At present there is no unified regime in place in the Arctic, and in the case of Russian regulation, DNV GL’s report notes an over reliance on ad hoc “Project Specific Technical Specifications”.
Companies can apply these technical specifications based on foreign standards, following a review from Russian authorities.
To accelerate the process of establishing a common regulatory environment, DNV GL worked with Russian and Norwegian groups to produce the Barents 2020 report, which was a study of the best practices that could be conducted in the region.
Bennett points out that the need to produce standards in the Arctic remains urgent, even though the low oil price has slowed the pace of Arctic exploration.
“Shell are up there drilling and if they make a find they are going to say to the fabrication community, right, this is what we want – and there is a dearth of information available to a shipyard in China or Korea about how you build for Arctic conditions, so Shell and its drilling partners have to work out how they set the standards for the design and fabrication of the facilities that come in the production phase.”
Arctic regulation is complicated by the fact that a decision on how to calculate risk-based rules requires empirical evidence, which can only be gained after work has begun, Bennett added.
“It’s a bit of a chicken and egg situation: we can sit in our offices and speculate about the difficulties of operating and we can try some standards and codes of practice, but until we start to develop some activity we’ll never really know.”

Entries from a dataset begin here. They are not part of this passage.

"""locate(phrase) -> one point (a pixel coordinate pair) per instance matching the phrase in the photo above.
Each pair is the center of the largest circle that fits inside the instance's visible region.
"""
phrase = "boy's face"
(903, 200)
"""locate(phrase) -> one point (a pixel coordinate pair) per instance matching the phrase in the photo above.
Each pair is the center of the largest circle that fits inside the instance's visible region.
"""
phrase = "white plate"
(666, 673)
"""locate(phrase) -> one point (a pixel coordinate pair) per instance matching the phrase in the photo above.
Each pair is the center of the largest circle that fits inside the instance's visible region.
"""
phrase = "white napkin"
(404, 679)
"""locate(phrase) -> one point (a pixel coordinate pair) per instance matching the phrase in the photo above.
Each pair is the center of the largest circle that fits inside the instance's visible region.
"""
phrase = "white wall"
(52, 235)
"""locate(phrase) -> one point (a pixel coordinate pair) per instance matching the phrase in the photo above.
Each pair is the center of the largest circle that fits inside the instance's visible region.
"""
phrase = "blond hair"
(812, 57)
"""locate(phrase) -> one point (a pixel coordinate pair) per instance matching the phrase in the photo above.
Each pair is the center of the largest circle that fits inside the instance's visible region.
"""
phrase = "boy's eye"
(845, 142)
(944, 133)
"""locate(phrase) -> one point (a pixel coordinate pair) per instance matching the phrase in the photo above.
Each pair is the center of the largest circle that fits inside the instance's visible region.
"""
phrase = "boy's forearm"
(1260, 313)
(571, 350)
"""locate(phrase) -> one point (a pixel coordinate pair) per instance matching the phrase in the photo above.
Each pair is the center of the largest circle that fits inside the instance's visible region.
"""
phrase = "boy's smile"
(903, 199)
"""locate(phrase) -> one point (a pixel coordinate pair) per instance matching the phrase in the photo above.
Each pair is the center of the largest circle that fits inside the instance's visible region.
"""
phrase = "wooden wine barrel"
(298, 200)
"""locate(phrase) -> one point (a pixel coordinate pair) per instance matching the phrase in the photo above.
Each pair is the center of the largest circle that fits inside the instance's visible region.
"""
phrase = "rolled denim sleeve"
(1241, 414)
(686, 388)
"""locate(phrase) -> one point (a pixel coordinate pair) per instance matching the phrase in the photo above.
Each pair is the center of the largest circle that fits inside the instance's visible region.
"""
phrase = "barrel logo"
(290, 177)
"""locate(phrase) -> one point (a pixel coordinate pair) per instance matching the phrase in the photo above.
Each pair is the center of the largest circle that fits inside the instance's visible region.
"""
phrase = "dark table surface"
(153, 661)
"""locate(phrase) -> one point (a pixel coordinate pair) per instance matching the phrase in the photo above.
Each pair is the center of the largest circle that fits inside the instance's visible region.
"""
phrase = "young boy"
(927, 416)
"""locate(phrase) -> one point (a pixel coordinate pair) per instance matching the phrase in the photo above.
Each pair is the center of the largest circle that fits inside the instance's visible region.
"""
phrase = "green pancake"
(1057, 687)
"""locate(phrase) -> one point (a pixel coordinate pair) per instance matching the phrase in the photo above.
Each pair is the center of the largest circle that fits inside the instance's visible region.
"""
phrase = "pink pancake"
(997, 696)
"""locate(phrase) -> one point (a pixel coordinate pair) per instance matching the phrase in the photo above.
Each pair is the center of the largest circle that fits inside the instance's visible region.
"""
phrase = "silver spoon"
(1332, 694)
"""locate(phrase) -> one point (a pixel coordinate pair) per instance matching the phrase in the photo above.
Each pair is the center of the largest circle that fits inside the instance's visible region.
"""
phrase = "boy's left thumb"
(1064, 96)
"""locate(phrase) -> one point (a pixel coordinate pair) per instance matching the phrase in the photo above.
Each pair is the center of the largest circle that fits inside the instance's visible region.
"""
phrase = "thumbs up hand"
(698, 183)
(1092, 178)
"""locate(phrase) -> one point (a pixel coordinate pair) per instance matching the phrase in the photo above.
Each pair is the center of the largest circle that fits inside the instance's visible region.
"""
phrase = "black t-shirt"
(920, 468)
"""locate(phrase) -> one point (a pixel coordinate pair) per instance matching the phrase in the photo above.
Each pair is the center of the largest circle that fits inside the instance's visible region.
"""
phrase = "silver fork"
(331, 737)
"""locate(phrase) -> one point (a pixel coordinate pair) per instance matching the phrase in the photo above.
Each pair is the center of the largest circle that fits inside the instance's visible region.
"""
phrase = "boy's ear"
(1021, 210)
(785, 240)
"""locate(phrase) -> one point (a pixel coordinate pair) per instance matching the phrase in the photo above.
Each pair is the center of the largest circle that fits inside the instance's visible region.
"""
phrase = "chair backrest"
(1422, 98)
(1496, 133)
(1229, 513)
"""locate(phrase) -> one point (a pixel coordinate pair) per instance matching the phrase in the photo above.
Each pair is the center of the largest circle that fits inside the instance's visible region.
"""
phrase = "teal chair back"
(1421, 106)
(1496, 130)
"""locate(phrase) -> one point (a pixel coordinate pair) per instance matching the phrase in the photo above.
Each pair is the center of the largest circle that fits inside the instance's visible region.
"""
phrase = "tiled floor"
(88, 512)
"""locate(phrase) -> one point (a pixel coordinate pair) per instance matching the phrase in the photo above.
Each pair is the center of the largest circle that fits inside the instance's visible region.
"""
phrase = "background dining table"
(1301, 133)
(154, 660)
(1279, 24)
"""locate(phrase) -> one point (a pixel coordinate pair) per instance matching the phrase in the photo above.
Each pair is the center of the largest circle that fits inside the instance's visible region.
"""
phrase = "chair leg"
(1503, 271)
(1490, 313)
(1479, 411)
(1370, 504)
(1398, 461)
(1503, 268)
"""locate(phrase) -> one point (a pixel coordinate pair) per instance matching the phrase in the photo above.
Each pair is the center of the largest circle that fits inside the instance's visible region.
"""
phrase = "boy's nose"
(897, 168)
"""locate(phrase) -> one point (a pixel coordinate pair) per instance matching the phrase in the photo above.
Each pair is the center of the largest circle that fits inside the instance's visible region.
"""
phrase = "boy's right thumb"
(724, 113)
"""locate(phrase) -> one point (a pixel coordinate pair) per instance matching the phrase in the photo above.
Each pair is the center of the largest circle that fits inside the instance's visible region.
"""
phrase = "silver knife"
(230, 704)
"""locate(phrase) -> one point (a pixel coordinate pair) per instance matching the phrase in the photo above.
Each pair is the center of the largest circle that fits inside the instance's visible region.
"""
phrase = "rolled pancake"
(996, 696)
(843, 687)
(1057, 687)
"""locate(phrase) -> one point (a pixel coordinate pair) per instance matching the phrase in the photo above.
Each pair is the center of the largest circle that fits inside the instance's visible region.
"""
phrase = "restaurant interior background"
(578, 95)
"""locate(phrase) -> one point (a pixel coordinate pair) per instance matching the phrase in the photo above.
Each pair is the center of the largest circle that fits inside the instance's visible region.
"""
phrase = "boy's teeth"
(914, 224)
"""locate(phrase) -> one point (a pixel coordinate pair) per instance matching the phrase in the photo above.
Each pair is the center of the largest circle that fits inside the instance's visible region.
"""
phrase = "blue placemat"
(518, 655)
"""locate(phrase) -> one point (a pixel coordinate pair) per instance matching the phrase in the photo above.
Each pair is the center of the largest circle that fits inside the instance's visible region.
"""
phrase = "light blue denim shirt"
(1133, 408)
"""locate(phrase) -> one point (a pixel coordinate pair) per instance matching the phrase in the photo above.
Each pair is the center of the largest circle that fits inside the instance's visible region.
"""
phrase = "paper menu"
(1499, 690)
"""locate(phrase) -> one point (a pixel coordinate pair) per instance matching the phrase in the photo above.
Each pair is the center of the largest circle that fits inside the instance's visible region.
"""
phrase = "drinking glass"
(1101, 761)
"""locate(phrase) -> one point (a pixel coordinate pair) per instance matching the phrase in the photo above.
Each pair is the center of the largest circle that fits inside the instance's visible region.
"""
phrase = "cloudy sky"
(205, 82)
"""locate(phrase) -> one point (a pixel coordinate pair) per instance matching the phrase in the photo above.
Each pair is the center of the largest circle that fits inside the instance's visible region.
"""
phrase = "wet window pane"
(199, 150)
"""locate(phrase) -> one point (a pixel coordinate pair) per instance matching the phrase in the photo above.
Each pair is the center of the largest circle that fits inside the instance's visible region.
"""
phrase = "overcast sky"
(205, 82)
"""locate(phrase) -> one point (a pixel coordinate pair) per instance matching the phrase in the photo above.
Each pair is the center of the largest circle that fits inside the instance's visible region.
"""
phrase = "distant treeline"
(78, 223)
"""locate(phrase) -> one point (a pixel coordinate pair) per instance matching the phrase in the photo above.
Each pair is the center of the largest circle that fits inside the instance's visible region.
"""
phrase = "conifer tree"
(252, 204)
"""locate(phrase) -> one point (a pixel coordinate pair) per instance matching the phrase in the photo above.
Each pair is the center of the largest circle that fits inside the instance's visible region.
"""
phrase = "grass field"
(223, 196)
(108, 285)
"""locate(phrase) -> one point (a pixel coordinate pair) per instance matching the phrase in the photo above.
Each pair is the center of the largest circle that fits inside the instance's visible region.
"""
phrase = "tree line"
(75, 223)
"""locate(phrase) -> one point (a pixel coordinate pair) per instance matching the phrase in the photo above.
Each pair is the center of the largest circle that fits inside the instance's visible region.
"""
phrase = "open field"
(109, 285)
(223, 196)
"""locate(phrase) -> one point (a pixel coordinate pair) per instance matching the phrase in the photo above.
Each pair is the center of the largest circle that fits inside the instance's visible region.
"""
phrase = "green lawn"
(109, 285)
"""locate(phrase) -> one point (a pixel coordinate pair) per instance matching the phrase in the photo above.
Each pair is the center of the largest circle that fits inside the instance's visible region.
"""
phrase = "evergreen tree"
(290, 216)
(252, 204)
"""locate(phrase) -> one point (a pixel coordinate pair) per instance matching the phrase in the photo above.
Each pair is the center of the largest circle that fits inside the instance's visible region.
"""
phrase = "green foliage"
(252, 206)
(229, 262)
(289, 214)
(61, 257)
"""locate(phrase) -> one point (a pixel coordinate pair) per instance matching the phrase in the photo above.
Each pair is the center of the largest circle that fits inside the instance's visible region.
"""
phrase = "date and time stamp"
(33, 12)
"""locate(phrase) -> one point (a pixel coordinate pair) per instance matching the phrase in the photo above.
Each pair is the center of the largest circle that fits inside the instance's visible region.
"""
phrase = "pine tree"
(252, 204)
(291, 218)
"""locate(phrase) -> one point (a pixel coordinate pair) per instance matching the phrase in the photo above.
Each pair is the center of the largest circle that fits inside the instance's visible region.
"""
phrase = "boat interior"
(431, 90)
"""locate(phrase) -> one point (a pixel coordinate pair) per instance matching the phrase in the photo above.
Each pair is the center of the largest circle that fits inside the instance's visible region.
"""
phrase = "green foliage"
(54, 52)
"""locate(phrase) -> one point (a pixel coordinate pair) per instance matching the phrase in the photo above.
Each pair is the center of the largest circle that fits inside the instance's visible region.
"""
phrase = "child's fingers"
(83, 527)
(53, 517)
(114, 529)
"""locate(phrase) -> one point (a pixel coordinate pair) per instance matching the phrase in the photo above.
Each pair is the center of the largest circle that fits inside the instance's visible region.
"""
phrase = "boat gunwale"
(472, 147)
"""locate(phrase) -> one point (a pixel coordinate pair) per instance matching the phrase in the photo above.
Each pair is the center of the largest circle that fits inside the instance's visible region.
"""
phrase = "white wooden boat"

Several nations with a stake in the Arctic region are working to improve their regulation:
• The US’ Alaskan industry, still reverberating from the Macondo disaster, is focused on advanced barrier management, and is continuing to recruit inspectors before implementing a goal-based regime.
• Canada has the specific challenge of meeting the concerns of the Inuit population. DNV GL’s report also says the “deficiency of infrastructure, price levels, a lack of regional and local interest, and uncertainties regarding the future political framework must be taken into account.”
• Norway is looking to exploit its leading role in subsea technology, both to reduce its notoriously high cost base and to ease the regulatory burden.
• Russia is a newcomer to offshore work, and its regulatory framework is fleshed out using “project specific technical specifications”– ad hoc rules that are based on foreign standards. DNV GL says Russian companies and regulators see the need for a more transparent and predictable regime, however the process of international cooperation is made problematic by the present sanctions regime.